30 Eylül dokuz Ekim 2022 günlerinde tertip edilen fuarın haberini Ankara İLESAM bildirince hemen adı verilen Denizli İLESAM temsilcisini aradım ve değerli insan Mustafa Kütükçü hocamdan sekiz ekime tam gün yerimizi aldık.
Özel arabamızla ailecek yedi ekim Cuma sabahı Beyşehir üzerinden yola çıktık.
Aslında özel arabayla gitmek ekonomik açıdan son derece masraflıdır ama bizim Karahayıt kaplıca programımız da olduğundan tercih ettik.
Sabah namazını Beyşehir Eşrefoğlu Camiinde planlasak da Kızılören civarında başlayan sağanak yağmur bu hedefimize mani oldu.
Eğridir’i görmeyen ve gitmeyen hiç kimsenin onu olduğuna yakın bile hayal etmediğini düşünüyorum. Devasa uzanan bir göl kenarı yolumuzun sahili olarak uzun süre devam edince bu gölün neresi olduğunu sormak için durduk Eğridir gölü dediler. Henüz yol mesafe levhasında Eğridir’e 22 km yazarken bu göl kıvrıla kıvrıla giden çift yola sahil oluyordu.
Muhteşem manzaralar eşliğinde karşı sahilde dev kaya zincirleri altında pırıl pırıl sabah güneşiyle parlayan bir kent görülüyordu. Ama hiç burasının eğridir olacağını düşünmüyorduk bile.
Bu, çocukluğumuzdan beri eski kemik hastanesiyle meşhur kenti ilk defa görecektik. Gele gele az önce karşıdan gördüğümüz dev kayaların altında göle paralel ince bir hilal gibi uzanıp giden şehir Eğridir’di. Üzerini kuşatan dev kaya silsilelerinden düşebilecek kaya parçaları için kentin üzeri boydan boya demir tellerle ihata edildiği görülüyordu.

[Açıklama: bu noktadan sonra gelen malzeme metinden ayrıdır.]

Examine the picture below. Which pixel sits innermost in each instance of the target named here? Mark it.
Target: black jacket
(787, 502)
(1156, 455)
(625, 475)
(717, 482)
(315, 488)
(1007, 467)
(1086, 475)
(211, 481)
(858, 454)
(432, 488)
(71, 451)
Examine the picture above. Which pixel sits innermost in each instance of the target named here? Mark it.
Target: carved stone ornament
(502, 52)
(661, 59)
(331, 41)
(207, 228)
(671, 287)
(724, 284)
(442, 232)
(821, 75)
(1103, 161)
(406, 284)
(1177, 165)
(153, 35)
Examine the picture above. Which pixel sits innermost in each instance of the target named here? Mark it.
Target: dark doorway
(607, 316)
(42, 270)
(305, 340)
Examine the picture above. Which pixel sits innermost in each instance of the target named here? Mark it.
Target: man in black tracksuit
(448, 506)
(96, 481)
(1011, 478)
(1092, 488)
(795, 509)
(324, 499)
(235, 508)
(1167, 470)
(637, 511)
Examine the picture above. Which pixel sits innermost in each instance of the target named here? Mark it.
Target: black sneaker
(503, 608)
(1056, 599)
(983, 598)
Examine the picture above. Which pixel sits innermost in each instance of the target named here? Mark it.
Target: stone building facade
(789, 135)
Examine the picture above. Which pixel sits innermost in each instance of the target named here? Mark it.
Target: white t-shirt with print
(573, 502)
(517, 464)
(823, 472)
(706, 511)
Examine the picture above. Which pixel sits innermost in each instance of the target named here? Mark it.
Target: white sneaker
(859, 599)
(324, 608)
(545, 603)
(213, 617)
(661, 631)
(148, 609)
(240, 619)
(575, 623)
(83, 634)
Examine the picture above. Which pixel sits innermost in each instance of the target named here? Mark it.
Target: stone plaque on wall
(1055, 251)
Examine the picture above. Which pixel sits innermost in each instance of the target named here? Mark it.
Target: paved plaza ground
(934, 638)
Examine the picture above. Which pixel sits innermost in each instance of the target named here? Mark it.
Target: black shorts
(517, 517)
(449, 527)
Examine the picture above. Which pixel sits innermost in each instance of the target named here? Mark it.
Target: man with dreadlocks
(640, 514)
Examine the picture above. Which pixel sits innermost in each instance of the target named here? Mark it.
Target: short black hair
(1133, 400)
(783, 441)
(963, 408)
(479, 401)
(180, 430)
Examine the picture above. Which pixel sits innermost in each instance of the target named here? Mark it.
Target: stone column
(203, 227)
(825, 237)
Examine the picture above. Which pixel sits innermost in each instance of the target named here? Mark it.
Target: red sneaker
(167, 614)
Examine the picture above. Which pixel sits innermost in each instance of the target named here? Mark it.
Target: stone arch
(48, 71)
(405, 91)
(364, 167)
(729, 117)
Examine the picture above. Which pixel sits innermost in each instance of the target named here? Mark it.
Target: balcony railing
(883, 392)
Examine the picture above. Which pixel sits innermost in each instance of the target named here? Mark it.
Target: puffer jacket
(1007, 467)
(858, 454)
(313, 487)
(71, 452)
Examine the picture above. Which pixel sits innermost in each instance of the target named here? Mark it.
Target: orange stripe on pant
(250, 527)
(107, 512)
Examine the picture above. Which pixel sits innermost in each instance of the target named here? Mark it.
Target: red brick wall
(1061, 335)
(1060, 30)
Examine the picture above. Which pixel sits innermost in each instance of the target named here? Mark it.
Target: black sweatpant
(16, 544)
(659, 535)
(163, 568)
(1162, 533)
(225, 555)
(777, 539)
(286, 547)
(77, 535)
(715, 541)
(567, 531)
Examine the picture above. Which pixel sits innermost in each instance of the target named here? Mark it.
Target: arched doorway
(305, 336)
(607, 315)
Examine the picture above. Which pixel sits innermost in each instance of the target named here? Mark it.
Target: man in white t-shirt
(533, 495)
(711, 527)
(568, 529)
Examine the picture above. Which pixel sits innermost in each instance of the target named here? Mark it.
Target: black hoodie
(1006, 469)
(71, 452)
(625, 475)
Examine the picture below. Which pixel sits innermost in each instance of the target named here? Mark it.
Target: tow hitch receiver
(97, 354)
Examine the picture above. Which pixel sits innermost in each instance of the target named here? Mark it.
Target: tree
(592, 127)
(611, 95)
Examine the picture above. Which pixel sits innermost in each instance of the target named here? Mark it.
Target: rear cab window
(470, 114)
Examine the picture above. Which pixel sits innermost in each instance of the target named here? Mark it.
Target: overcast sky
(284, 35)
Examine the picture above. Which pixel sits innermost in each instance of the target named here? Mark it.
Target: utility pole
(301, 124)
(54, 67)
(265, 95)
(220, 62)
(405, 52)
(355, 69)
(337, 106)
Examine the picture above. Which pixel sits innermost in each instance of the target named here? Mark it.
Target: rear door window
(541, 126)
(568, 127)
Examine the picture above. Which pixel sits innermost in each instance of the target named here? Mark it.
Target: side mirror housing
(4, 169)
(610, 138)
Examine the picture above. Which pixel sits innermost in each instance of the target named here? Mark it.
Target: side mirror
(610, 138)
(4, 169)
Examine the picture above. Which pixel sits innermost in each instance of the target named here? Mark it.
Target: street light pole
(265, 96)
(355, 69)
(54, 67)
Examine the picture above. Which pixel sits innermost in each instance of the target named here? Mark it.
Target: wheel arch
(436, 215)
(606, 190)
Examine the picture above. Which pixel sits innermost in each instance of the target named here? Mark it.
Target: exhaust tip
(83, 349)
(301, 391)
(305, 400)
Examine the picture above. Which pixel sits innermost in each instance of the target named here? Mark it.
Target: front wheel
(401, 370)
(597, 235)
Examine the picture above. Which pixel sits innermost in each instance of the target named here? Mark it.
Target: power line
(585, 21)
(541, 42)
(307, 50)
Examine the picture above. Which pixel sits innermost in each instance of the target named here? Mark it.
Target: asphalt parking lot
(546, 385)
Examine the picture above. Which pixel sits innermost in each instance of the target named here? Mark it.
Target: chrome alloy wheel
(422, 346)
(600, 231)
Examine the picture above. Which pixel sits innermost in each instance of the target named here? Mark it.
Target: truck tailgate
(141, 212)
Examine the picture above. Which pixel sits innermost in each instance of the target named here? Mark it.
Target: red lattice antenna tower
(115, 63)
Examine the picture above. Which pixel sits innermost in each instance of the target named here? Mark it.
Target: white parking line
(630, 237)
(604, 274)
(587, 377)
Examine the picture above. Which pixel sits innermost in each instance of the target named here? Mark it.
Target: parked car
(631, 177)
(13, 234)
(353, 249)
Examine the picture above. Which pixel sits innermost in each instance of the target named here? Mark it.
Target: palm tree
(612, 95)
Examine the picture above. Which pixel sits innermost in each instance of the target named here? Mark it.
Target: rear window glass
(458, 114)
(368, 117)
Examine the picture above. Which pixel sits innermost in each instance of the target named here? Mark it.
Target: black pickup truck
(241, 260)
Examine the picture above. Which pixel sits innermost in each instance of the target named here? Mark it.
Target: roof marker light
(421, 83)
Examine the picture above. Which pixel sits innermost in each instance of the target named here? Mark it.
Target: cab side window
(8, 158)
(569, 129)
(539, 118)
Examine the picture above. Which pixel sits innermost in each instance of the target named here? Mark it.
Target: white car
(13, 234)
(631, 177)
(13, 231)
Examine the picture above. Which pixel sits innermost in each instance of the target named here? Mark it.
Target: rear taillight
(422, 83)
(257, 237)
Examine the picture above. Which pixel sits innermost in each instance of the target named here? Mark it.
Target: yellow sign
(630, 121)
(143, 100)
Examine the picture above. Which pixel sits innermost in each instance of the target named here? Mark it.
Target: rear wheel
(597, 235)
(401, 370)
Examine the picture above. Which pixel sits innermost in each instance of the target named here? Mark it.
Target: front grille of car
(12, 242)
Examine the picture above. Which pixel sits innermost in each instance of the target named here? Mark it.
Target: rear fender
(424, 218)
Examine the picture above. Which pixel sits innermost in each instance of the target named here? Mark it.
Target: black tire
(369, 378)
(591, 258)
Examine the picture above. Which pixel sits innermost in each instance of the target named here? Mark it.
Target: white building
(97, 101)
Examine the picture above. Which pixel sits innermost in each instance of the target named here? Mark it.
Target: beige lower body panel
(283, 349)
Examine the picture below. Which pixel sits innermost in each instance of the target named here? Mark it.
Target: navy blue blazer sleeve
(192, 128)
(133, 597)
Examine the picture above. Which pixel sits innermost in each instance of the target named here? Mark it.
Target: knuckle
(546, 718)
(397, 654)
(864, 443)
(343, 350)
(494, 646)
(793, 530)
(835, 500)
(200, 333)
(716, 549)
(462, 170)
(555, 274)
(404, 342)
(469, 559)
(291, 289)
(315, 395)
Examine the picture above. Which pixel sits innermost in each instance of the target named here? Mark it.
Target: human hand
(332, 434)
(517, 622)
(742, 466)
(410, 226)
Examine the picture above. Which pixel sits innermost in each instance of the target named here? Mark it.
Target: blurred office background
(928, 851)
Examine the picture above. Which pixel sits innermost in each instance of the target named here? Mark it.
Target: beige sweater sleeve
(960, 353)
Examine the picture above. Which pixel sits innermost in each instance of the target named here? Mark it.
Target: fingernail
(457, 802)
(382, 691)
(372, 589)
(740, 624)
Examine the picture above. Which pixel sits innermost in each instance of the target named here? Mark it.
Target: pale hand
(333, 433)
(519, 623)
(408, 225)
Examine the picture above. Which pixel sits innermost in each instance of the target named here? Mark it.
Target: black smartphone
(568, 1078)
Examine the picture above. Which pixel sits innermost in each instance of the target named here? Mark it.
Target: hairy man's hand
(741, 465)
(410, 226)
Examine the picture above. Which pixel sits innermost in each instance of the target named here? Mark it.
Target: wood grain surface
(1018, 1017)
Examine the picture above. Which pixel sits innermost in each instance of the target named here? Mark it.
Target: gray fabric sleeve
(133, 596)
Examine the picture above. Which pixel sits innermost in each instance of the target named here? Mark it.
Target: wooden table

Sahile paralel etrafı yıkım araçlarıyla çevrili olan ve farklı renkli binanın ünlü kemik hastanesi olabileceğini tahmin ettik, sahilde uğradığımız çorbacıya sorunca “evet yıkılıyor ve yanına yenisi yapılıyor” deyince tahminimizde yanılmadığımızı anladık.
Cuma namazı için Çardak ilçesinde yola paralel camiye vardığımızda bizi bir sürpriz bekliyordu: caminin imamının yeğenim Mustafa Ergin hoca efendi olduğunu gördük. Namazdan sonra eve gidip sohbet ettik.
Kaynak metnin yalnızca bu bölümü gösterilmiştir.